Echo Village "Apartments", Gatehouse Road, Amherst
Obviously the profit margin on a pizza sold by the slice is a lot higher than pies sold in bulkier units measured as small, medium, or large ... but, can the same be said for rental housing?
Keep an eye on controversial Echo Village "Apartments" in East Amherst, and we will soon find out ... providing of course the Building Commissioner doesn't put the kibosh on it as a zoning violation, since selling by the bedroom kind of turns the building into a "rooming house," and currently that location is not so zoned.
At $575 per bedroom with a total of 62 bedrooms in the complex (at least officially anyway) monthly receipts would total $35,650. And even with the mortgage payment on the $3,000,000 acquisition price, a tidy profit to be made.
And that is of course a pernicious problem if you are on the wrong end of the supply/demand equation.

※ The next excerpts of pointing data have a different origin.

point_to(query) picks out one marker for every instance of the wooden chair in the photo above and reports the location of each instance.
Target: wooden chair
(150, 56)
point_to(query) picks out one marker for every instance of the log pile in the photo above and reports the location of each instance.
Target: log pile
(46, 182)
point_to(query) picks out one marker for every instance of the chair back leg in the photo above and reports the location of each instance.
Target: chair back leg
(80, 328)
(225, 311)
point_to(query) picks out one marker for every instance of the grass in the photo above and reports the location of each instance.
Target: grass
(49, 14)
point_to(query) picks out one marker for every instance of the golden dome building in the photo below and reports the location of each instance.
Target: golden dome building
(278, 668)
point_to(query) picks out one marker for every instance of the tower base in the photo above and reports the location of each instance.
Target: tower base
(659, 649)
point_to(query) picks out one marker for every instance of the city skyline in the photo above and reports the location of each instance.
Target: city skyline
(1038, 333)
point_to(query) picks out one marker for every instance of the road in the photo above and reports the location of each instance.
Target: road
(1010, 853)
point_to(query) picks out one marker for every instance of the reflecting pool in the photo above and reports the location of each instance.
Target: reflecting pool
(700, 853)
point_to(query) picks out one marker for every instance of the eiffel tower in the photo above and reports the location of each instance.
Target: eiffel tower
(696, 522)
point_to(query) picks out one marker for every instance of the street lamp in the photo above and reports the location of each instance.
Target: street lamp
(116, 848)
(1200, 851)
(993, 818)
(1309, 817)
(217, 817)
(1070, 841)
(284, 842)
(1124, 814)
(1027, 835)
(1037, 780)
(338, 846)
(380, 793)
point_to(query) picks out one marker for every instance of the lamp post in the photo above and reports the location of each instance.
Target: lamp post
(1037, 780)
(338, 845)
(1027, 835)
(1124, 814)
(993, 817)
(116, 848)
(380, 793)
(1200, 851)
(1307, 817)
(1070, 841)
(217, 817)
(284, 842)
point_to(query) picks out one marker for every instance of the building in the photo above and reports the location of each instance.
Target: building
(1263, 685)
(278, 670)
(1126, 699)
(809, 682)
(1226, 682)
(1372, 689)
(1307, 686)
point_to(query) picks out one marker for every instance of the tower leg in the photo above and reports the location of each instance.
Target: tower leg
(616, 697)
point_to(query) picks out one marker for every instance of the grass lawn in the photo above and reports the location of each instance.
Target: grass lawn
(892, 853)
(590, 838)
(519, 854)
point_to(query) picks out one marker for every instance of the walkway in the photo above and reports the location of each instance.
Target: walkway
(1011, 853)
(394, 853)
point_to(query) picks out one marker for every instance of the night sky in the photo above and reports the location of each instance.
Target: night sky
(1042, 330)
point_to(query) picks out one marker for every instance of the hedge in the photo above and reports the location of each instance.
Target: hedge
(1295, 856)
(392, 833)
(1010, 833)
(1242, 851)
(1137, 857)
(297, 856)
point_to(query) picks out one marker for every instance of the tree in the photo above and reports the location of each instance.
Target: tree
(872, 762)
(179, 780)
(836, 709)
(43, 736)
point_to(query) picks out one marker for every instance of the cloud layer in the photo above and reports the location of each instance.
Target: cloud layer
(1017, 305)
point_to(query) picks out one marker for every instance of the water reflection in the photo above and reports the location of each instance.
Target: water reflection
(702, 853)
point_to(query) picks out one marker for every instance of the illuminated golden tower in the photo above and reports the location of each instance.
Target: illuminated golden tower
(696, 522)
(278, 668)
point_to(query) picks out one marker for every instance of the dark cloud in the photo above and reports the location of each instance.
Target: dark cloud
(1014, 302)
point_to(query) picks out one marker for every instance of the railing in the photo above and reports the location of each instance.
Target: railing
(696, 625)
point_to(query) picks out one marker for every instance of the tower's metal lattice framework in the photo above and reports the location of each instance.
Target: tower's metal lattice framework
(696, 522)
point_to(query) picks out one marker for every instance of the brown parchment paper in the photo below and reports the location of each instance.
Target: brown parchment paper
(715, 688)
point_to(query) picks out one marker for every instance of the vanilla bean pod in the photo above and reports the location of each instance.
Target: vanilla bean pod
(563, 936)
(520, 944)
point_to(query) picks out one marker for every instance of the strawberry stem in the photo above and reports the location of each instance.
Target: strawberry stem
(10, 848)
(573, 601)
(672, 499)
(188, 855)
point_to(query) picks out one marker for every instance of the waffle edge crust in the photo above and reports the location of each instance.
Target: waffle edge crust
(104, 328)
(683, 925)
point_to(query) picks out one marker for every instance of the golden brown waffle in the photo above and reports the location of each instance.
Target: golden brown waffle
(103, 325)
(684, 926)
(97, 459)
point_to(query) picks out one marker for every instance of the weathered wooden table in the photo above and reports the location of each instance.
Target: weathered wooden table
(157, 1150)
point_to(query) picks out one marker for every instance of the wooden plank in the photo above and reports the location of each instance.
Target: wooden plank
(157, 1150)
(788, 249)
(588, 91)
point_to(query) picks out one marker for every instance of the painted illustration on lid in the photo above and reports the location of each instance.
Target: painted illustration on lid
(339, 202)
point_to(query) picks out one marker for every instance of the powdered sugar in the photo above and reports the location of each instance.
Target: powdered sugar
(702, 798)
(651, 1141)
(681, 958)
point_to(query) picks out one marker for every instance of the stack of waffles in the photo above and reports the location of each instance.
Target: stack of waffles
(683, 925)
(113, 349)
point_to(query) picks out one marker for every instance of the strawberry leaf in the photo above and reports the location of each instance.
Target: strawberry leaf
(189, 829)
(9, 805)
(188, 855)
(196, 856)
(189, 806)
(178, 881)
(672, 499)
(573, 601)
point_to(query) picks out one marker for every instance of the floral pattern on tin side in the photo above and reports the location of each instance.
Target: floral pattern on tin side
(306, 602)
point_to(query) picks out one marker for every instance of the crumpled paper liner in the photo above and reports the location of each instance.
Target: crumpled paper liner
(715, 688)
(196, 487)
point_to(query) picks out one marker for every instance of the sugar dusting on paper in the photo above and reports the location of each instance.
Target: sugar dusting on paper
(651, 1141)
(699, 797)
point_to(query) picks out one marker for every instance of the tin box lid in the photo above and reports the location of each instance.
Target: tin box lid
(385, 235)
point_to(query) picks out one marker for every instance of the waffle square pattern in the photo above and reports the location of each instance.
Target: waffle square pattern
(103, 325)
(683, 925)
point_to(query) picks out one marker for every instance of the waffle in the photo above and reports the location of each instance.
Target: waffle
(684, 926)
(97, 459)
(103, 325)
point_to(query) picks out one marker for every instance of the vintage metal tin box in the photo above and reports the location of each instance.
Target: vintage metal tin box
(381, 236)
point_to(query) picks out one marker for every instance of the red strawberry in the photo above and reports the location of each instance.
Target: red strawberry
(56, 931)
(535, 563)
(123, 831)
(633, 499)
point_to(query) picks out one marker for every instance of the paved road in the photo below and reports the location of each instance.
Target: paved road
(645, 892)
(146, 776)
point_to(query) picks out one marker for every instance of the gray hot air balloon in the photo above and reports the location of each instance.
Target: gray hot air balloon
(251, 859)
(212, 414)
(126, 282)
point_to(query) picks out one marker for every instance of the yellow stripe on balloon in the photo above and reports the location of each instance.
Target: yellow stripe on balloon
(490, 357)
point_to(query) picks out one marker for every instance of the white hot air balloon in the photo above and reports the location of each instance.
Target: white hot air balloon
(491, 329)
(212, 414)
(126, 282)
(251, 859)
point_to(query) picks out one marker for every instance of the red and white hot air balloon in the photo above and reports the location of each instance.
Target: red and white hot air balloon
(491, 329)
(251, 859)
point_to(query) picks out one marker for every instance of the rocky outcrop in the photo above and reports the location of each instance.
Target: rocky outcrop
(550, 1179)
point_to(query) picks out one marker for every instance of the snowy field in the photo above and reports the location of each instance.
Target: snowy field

With high demand and limited supply the price of housing skyrockets, pricing out of the market low-income residents, single-parent households, veterans, and basic service industry workers trying to survive on minimum wage jobs.
Yesterday the Amherst Housing Authority shelved a controversial vote on reducing the value of individual Section 8 housing vouchers because -- according to state law -- they cannot do so without first holding a public hearing within 45 days of taking such drastic action.
Out of the 11 families who formerly called Echo Village home (with the aid of vouchers overseen by the AHA) only 3 families still remain.
The Town Manager commissioned an infrastructure study of Echo Village Apartments as a prelude to taking it by eminent domain, a drastic solution that will never make it through Town Meeting, where it would require a two-thirds vote.
But the town should at least maintain a level playing field for all landlords/rental property owners by enforcing the zoning,
UPDATE (4:00 PM)
I'm now told this selling practice is probably legal as it is "common practice all over town." But then, cramming too many students into basement rooms with inadequate fire/carbon monoxide detection systems and no second means of egress also used to be common practice all over town.